Las Vegas Infectious Disease Specialists Accused of Fabricating Medicare Services
The Las Vegas Sun reports that the Nevada Medical Examiners Board is investigating into the falsification of medical records at HealthSouth Tenaya. Raye Kraft, wife of a patient at this hospital, began to notice “infectious disease specialists Dr. Dhiresh Joshi and his then-employee, Dr. Fadi El Salibi,” writing in Kraft’s husband’s medical charts that they were examining him when they were not. As her suspicion rose, Ms. Kraft took detailed notes of when the specialists charted activity on her husband, compared these notes with her insurance bill and her own notes of the times they actually examined him, and then sent these notes and comparisons along with a complaint to the Nevada Medical Examiners Board.
The Sun reports:
Her claim: that on an ongoing basis, Joshi and El Salibi were writing in the chart that they had examined her husband when they hadn’t, and then billing for it. One supposed exam was nothing more than the doctor’s friendly wave from the door, she said.

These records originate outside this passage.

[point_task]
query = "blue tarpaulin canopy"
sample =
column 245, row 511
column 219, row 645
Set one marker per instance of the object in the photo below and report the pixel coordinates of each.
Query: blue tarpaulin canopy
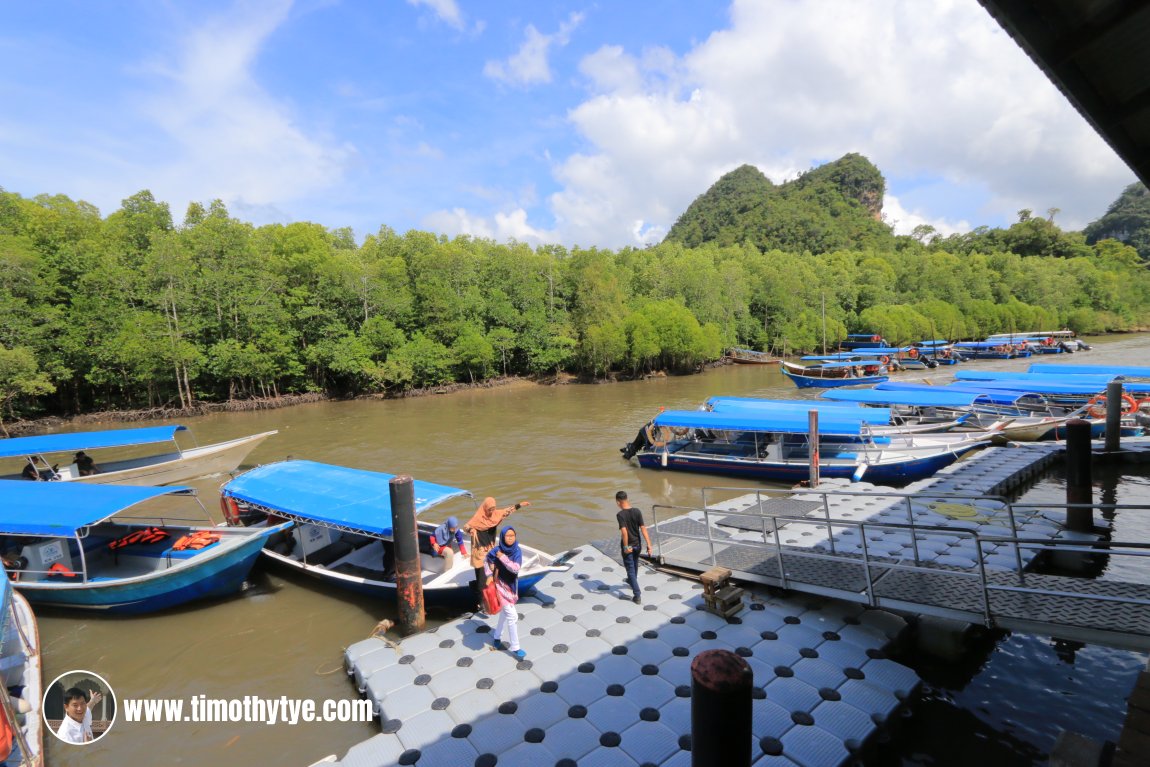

Ms. Kraft’s was not the only person suspicious. The article notes that another patient “had complained a year earlier to the medical board of similar experiences.” Additionally, nurses at MountainView Hospital Medical Center also filed complaints “about El Salibi’s fly-by visits.”
In addition, the number of patients Dr. Joshi has claimed to have examined in the course of a day has been deemed further cause for suspicion. According to the Sun, Elizabeth Neubauer, Dr. El Salibi’s former billing manager, “said that Joshi himself routinely billed for 70 patients a day. Other infectious diseases doctors say that’s double the number they could reasonably see in a long day of hospital rounds.”
The Sun also reports:
Indeed, a 2004 Medicare audit showed that in a single day, Joshi billed for an impossibly high number of patients - 104, according to Neubauer’s recollection. Joshi said it was 81 Medicare patients, and 20 of them were seen by medical residents under his supervision.
One might have thought that the audit would have served as a red flag for further examination for fraud and abuse at that time. An “impossibly high number of patients” is, after all, impossible– and therefore seemingly either the result of either inadvertence or knowing falsehood. If a pattern of such “impossible” billing emerges, “inadvertence” begins to seem less likely– especially when coupled with independent allegations of “overbilling.”
The articles reports that “[a]llegations about doctors fraudulently billing Medicare and insurance companies are whispered throughout the Las Vegas medical community . . . .” One might hope that the numerical evidence derived from audits in cases such as this would do more than whisper– and would occasion heightened scrutiny.